Python-NLP Twitter Bots

I recently launched two new Twitter bots! I guess, when Twitter bums me out for not meeting my quota of procedurally-generated silliness, I fill my feed with my own wacky creations.

So, I’m glad to introduce @tsrewrite and @pussy_bot!

These bots were both written with Python, use the Twython library to interact with Twitter’s API, and are running as cron jobs on PythonAnywhere’s cloud.

Pussy Bot uses BeautifulSoup to parse an html document containing the text of the 1895 book Pussy and Her Language, by Marvin R. Clark. The program filters each sentence in the book by a tweetable length, and by some keywords that have to do with cats. This cuts down on the possible tweets quite a lot, as it is a verbose example of writing. I anticipate at one daily tweet that the bot will start to repeat itself obviously in about six months, at which point I will have to expand my filtering parameters, or add new Victorian literature about cats. Each sentence is accompanied by mid-to-late 19th century and early 20th century fine artworks featuring cats, mostly pulled from Wikimedia Commons. The src is here, if you are interested.
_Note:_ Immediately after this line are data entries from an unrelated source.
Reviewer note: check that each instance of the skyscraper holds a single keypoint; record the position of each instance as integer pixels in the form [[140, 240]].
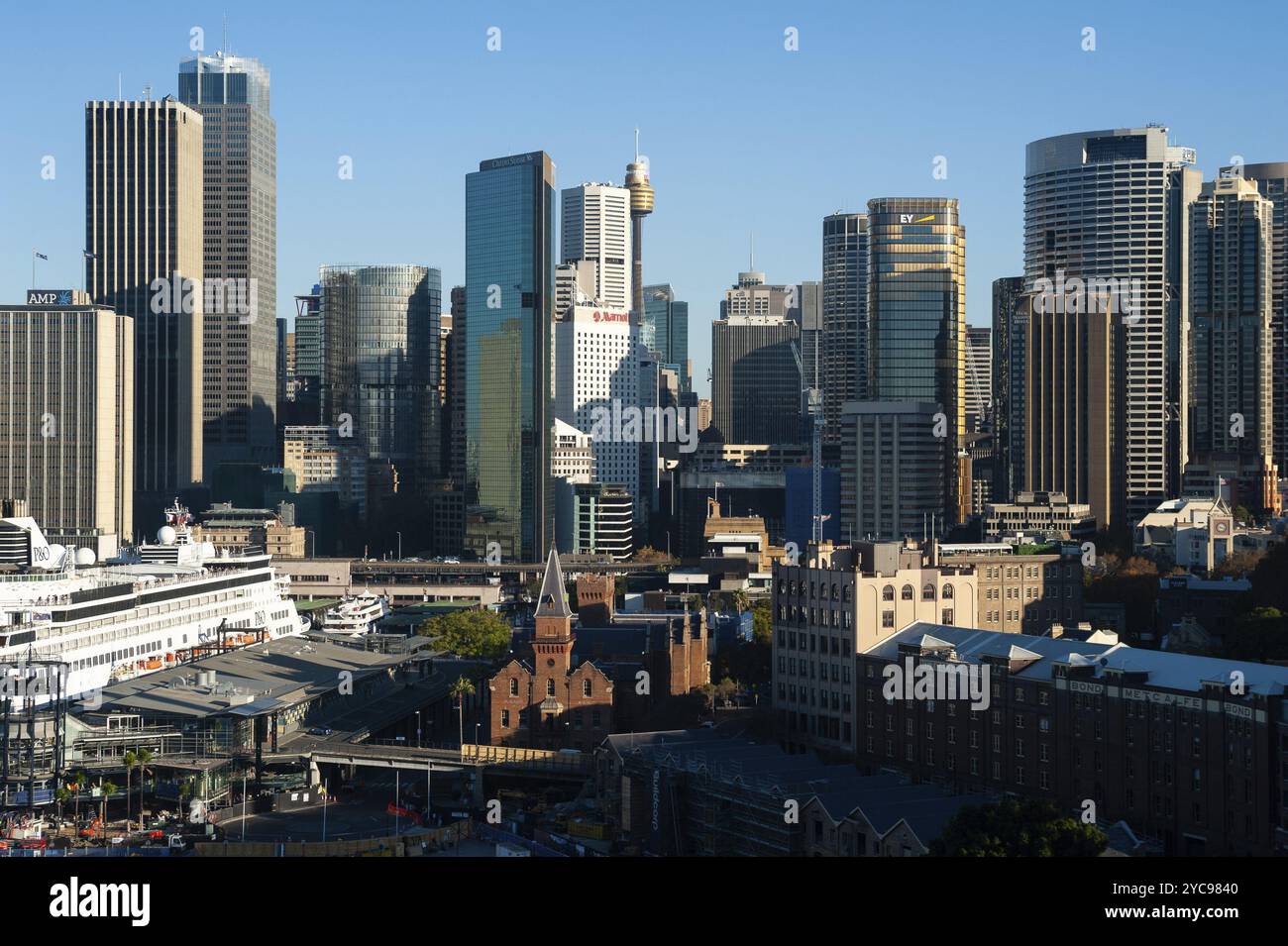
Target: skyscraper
[[240, 344], [1232, 282], [509, 296], [596, 369], [143, 228], [979, 376], [381, 364], [917, 321], [1009, 391], [893, 472], [755, 382], [1111, 206], [1271, 180], [845, 317], [665, 331], [309, 357], [67, 435], [596, 228], [642, 205], [1072, 382], [456, 465]]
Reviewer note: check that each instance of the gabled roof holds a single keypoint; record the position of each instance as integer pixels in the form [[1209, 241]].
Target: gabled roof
[[553, 600]]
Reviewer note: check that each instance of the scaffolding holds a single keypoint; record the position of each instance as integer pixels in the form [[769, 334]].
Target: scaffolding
[[33, 732]]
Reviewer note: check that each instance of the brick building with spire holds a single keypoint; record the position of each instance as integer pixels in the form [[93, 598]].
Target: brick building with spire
[[552, 704]]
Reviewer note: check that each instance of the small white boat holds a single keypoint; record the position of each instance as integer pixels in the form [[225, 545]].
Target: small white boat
[[356, 615]]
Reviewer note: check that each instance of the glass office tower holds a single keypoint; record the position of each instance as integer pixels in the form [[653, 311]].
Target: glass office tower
[[665, 331], [509, 292], [845, 317], [917, 318], [381, 362]]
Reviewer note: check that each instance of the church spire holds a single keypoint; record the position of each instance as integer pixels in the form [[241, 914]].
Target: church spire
[[553, 600]]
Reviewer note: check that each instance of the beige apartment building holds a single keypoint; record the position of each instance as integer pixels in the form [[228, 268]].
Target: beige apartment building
[[836, 602], [323, 461], [67, 418], [1020, 593]]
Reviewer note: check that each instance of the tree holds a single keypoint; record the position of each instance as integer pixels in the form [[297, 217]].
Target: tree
[[145, 758], [1131, 581], [1029, 828], [763, 624], [475, 633], [108, 790], [130, 761], [462, 688], [1239, 564], [1261, 635], [78, 784], [60, 795]]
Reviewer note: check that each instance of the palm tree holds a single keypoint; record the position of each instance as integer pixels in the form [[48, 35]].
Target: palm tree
[[130, 761], [145, 757], [78, 782], [108, 789], [462, 688]]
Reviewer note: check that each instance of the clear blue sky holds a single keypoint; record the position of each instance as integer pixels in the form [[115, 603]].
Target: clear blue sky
[[742, 136]]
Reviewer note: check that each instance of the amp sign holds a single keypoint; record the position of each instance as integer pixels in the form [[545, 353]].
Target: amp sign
[[50, 296]]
My greatest desire is to interest the world in this worthy subject and induce investigations by others. pic.twitter.com/zPUSi3NMvb
— Victorian Cat Notes (@pussy_bot) August 12, 2017

Taylor Swift Rewrite rewrites the earwormiest Taylor Swift lyrics with NLTK. The scipt generating the tweets has three functions which plug in generated words in a mad-libs fashion. The script chooses words randomly by their part of speech from the Wordnet corpus. Some words are filtered by their common-ness by comparing them to the Webtext corpus; this cuts down on jargon words and proper nouns. At one point in the development of the script, it squashed all weird words, but I found I liked some of them. So it is not fully applied to every generated word.

Another feature of the bot’s word picking is the ability to take a selected word and find a related word, ideally creating a pair. These pairs can be related by rhyme, using Allison Parrish’s excellent pronouncing library to find rhyming words. The pair can instead be related by meaning. I experimented with training my own models and using Word2Vec to use word vectors to find related words by meaning, but didn’t find the results accurate enough. So I have implemented the script with a pre-trained model from Google.
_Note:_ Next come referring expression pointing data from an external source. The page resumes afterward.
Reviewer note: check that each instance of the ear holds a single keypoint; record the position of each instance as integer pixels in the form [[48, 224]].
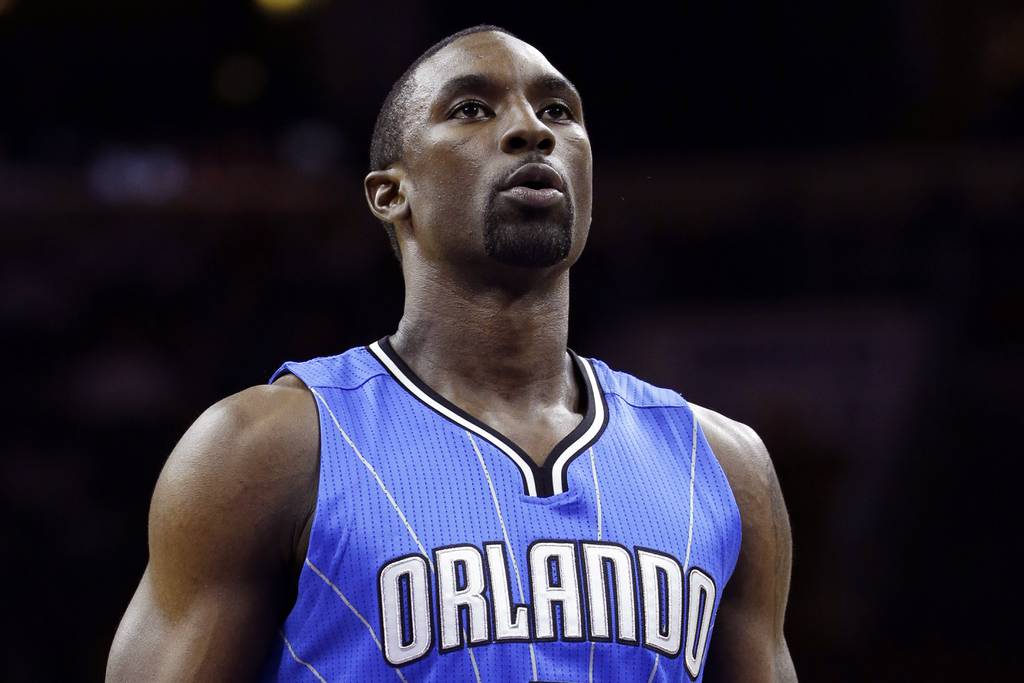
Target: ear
[[385, 196]]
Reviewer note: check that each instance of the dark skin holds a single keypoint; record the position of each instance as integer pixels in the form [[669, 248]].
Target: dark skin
[[229, 519]]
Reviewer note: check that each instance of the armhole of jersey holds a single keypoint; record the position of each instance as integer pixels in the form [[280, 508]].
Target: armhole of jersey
[[290, 369], [737, 521]]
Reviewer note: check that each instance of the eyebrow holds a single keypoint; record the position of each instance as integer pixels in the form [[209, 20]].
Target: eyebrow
[[549, 83]]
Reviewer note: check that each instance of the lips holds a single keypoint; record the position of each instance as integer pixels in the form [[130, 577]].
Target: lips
[[535, 176], [535, 184]]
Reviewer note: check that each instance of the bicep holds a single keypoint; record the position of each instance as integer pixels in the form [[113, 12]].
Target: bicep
[[221, 530], [214, 636], [750, 641]]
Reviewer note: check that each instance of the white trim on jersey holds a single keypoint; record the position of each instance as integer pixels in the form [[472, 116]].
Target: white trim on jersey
[[556, 463]]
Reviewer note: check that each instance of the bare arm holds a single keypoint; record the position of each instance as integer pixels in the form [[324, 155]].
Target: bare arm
[[750, 644], [225, 524]]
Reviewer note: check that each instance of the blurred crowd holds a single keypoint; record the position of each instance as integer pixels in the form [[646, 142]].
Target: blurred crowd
[[806, 217]]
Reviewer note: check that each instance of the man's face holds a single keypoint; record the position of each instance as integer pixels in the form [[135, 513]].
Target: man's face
[[482, 108]]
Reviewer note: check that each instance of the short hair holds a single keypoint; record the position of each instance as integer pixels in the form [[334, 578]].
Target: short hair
[[387, 144]]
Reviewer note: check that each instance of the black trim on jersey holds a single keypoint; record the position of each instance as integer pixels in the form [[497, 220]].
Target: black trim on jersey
[[543, 475]]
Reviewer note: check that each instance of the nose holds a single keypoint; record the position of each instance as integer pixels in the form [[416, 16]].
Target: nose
[[526, 132]]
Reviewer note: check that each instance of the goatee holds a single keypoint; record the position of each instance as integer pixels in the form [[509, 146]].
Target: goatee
[[527, 237]]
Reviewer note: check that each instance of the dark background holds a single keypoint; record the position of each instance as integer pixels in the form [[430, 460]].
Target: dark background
[[807, 216]]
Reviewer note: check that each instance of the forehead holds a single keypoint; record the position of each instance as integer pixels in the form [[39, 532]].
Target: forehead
[[498, 56]]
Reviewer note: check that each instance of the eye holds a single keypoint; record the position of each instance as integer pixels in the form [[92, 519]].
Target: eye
[[561, 113], [470, 110]]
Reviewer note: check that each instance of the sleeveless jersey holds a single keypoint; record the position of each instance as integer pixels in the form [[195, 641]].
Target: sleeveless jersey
[[439, 552]]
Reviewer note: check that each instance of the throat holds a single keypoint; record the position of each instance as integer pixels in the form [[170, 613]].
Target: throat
[[537, 433]]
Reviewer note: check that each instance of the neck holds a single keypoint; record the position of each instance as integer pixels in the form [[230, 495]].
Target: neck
[[488, 340]]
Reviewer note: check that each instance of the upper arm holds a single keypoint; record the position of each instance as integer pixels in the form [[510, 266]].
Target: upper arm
[[750, 642], [223, 520]]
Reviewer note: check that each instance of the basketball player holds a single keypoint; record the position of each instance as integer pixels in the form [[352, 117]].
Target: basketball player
[[466, 499]]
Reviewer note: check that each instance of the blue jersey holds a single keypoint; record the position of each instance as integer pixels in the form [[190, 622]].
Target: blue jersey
[[439, 551]]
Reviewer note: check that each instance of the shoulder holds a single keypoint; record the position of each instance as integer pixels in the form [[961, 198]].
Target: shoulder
[[766, 546], [253, 436], [738, 449], [632, 389], [237, 489]]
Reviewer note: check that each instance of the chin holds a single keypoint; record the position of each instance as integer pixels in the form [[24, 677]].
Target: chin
[[539, 241]]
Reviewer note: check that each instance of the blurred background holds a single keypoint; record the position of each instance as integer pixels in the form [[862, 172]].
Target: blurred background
[[807, 216]]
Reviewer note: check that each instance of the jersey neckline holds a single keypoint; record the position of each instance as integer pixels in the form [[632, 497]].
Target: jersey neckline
[[538, 480]]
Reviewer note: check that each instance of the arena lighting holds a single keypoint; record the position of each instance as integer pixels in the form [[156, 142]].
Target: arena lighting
[[280, 6]]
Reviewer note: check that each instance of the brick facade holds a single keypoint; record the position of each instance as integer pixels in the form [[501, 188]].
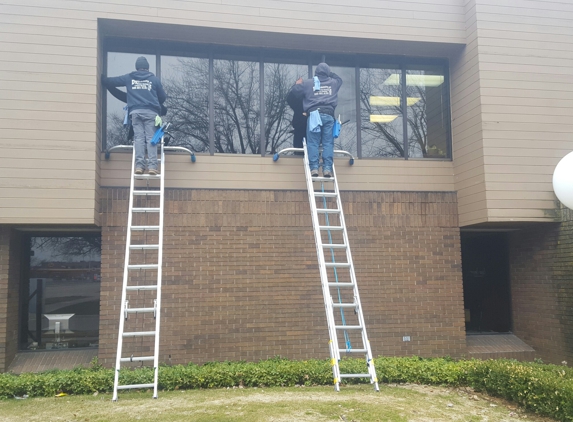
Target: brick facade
[[541, 259], [10, 247], [241, 278]]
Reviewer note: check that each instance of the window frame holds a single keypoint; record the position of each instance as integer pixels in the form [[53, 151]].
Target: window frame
[[262, 55]]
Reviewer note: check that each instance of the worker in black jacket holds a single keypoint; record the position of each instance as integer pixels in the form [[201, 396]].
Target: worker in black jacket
[[145, 95]]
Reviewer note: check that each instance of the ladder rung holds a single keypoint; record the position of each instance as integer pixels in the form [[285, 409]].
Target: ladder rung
[[127, 387], [334, 245], [139, 334], [331, 227], [344, 305], [143, 267], [134, 310], [141, 247], [146, 192], [138, 359], [144, 227], [337, 265], [341, 284], [141, 287]]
The Google model’s results are much more accurate. Its thoroughness created a deployment issue, as my cloud solution will not tolerate a 1.5GB model running on it. For now, I run a local script once a month that generates the next month’s tweets, scan them with my human eyes for anything potentially offensive, and upload the pickled file to the cloud. A script then accesses that file to tweet it through the month. The scripts powering the bot are here.

She watches economic geography,
I background crate,
She's topography,
I have all this weight.
— Taylor Swift Rewrite (@tsrewrite) August 22, 2017

I’d like to experiment with other NLP stuff on this bot, and hopefully move it to a less-manual process. Training a model on Taylor Swift lyrics and implementing a Markov Chain sounds fun, and might do some of the work my script is doing implicitly - like filtering for “normal human song lyric”-quality words.

taylor swift is a robot

I have previously made a Twitter bot using JSON and Kate Compton’s Tracery, and while it felt creative, it did not feel much like writing code or like a technical challenge. Tracery and Cheap Bots Done Quick are such excellent tools that they take care of a lot of the pain for you. I enjoyed digging a little deeper into the process, even though Twython also makes things fairly painless.

It was terrific using my Python skills to get these bots working, and I’m looking forward to enjoying them in my feed. I hope you’ll follow and enjoy them, too!